Are Greeks lazy, I wondered? I went hunting, and found the Organisation for Economic Co-operation and Development’s latest figures, reflecting the actual hours worked annually per worker in member countries – Germany and Greece sit right next to each other on the chart, which makes for easy comparison. Turns out in 2014, the average Greek worker put in 2 042 hours a year – that’s roughly 42 hours a week. Up north, the average German worker was slogging away for a total of 1 371 hours a year, or closer to 28 hours a week. (A different OECD chart, hours worked per main job, puts it at 35.3 for Germans and 41.9 for Greeks.)

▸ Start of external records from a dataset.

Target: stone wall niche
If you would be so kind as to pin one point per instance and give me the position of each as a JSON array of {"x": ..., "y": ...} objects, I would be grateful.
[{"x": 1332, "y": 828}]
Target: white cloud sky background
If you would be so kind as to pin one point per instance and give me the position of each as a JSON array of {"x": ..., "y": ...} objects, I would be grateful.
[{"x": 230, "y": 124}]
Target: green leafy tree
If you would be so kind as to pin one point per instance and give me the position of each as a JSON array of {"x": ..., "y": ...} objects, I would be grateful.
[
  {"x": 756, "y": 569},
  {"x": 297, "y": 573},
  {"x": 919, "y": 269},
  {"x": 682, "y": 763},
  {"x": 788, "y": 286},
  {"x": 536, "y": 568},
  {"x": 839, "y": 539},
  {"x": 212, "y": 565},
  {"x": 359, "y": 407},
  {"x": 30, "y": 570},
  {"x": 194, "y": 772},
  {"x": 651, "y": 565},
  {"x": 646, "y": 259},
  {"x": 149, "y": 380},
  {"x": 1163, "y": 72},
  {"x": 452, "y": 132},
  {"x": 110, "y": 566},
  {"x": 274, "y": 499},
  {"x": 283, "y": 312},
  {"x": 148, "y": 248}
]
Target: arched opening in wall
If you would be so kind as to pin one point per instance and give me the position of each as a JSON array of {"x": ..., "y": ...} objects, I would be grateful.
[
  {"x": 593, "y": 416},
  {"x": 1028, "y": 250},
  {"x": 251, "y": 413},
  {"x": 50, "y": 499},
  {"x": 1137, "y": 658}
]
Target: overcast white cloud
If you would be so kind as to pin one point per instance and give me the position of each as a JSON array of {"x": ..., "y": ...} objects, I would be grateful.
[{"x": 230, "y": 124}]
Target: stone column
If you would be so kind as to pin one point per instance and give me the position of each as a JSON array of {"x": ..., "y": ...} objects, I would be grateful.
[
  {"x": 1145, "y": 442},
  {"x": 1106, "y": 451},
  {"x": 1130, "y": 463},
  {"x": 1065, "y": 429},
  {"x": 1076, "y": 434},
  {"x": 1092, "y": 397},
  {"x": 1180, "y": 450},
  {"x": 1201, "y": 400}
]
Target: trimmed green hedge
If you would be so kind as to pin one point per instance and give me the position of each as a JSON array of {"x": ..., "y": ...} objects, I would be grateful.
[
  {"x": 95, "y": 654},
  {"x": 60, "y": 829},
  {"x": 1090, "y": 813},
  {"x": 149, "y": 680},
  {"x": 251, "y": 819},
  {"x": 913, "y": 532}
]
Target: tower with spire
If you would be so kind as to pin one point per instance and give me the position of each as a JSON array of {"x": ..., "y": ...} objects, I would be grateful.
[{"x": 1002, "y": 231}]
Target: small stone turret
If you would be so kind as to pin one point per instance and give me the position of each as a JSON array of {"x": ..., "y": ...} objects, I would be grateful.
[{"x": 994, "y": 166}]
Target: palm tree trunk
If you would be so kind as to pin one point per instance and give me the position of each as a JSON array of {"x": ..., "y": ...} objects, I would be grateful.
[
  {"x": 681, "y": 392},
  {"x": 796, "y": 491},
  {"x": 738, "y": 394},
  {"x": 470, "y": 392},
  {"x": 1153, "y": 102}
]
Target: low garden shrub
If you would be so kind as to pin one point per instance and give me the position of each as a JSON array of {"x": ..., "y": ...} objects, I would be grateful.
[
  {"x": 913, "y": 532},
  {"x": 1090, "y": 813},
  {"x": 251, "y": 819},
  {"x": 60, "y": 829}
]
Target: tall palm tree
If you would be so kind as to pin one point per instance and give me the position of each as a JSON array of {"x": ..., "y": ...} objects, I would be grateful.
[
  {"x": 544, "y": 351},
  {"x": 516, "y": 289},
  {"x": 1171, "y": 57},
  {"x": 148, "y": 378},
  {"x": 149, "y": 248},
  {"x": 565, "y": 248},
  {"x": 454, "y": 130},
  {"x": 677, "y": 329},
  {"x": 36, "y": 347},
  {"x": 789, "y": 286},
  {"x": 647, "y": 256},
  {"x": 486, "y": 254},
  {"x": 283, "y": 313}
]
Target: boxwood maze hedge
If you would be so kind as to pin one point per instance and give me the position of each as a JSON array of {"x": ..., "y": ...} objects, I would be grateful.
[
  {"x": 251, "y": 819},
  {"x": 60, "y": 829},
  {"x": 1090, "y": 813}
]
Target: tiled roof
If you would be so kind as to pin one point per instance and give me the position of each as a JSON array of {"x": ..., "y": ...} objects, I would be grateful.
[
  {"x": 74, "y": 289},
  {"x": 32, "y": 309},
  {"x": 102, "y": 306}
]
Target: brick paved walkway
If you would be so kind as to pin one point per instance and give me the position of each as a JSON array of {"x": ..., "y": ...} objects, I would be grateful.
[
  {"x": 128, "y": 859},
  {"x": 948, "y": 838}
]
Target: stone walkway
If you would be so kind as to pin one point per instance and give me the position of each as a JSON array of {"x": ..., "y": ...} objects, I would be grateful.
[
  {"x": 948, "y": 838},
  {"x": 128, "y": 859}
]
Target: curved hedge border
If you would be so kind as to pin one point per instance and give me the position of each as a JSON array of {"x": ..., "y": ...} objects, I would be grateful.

It’s always enlightening to do a bit of digging, I find. (Although it so often leads to more questions: how on earth can the Germans get by on so few hours – and why can’t I do that!)

More figures I found: the whole complicated Greek pension thing is compounded by the declining fertility rate in Europe. Expressed in births per woman, Greece’s fertility rate is 1.3, which is on the low side in a very low market – in Germany it’s 1.4. That’s pretty standard across much of Europe. (For the sake of comparison, the USA is 1.9.)

A quite astounding 20% of Greeks are over the age of 65 – once again, that’s pretty standard in Europe. It’s 18% and 19% in Spain and Portugal (in South Africa it’s just 6%). And much worse in Japan, with 26% over 65. It doesn’t need much number-crunching to figure out that this growing top-heaviness will eventually enfold the whole of Europe in a long crisis.

Contrary to what’s often said, the Greeks have not refused to reform their admittedly very messy system: “Pensions have been cut by an average of 27% between 2010-2014 and by 50% for the highest earners,” wrote Reuters last month. “The average retirement age was raised by two years in 2013...” 45% of Greek pensioners (over a million people, by my calculations), far from idling around sipping ouzo, are scrabbling to get by on a pension of under €700, below the poverty line. (The latest figures I can find for the average German State pension date to 2012, when it was €1300-odd.)

Cut those low Greek pensions much more and it begins to look more like a cull than anything else. Add to that the fact that “about 52% of Greek households say pensions are their most important source of income, according to a study published in January…”, which sounds like a familiar South African situation and means many younger people and children are also at risk.

These figures outline a massive human problem which is not reflected in the easy use of stereotypes that ‘other’ people are caught up in.